Das Gericht übernimmt die Kosten des Gerichtsverfahrens (Art. 13 Abs. 5 Satz 1 Gleichstellungsgesetz). Die Parteikosten der Beschwerdegegner werden nicht den Beschwerdeführenden auferlegt, da dem Gemeinwesen keine Parteientschädigung zusteht. An Streitigkeiten vor Gericht teilzunehmen ist einerseits Teil der amtlichen Aufgaben und andererseits weisen die Behörden gegenüber den Privaten meisten einen Wissensvorsprung auf.
Quelle
VB.2015.00802 vom 07.09.2016
Die Beschwerdeführenden verlangen, dass der Verwaltungsgerichtsentscheid aufzuheben sei. Das Verwaltungsgericht habe zum einen willkürlich (Art. 9 Bundesverfassung) geurteilt und zum anderen ihr rechtliches Gehör (Art. 29 Abs. 2 Bundesverfassung) verletzt, indem es das Urteil nicht genügend begründet habe. Ausserdem solle das Bundesgericht den Lohn der einzelnen beschwerdeführenden Kindergartenlehrpersonen auf 115% des bisherigen Lohnes festsetzten. Die Beschwerdegegner fordern die Abweisung der Beschwerde.
Erwägungen
Das Bundesgericht hält gleich zu Beginn fest, dass es auf die Forderung der Festsetzung des Lohnes der einzelnen Kindergartenlehrpersonen nicht eintritt. Es begründet dies damit, dass Art. 8 Abs. 3 Bundesverfassung, Art. 3 und Art. 5 Gleichstellungsgesetz keinen Anspruch auf ein bestimmtes Gehalt, sondern bloss eine Lohndiskriminierung verbieten. Eine festgestellte Lohndiskriminierung sei zu beseitigen, doch nicht vom Gericht, sondern von den zuständigen Behörden.
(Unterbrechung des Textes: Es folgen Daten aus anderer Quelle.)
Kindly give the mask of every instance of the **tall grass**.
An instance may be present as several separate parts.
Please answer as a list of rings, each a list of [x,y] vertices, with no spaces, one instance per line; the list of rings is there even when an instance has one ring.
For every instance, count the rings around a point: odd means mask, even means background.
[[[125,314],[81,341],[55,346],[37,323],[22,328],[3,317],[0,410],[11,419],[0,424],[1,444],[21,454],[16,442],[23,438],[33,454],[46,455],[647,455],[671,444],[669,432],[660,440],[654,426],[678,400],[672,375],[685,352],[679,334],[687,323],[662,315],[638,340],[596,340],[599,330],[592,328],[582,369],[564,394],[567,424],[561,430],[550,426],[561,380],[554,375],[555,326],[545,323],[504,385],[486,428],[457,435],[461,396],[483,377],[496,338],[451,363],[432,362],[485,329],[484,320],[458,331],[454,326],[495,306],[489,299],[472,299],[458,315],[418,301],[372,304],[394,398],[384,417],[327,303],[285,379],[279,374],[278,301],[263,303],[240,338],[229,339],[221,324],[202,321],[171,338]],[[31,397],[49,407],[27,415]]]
Das Bundesgericht kommt bei der Prüfung der Rügen der Beschwerdeführerinnen ebenfalls zum Ergebnis, dass keine Lohndiskriminierung vorliegt. Es hält fest, dass das Verwaltungsgericht durchaus verständlich und nachvollziehbar entschieden habe. Das Verwaltungsgericht habe keineswegs offensichtlich unhaltbar, also willkürlich (Art. 9 Bundesverfassung) geurteilt. Die Lohnunterschiede seien sachlich begründet und somit liege auch keine Lohndiskriminierung vor.
Auch das rechtliche Gehör (Art. 29 Abs. 2 Bundesverfassung) der Beschwerdeführenden habe das Verwaltungsgericht gewahrt. Es habe die minimalen Anforderungen an die Begründung des Entscheides eingehalten.
Entscheid
Das Bundesgericht weist die Beschwerde ab. Das Verfahren vor Bundesgericht ist kostenpflichtig (Art. 13 Abs. 5 Gleichstellungsgesetz i.V.m. Art. 65 Abs. 4 lit. b und Art. 66 Abs. 1 BGG). Die Gerichtskosten im Umfang von CHF 1'000 haben die unterliegenden Beschwerdeführenden zu tragen. Eine Parteientschädigung wird keine ausgesprochen (Art. 68 Abs. 3 BGG).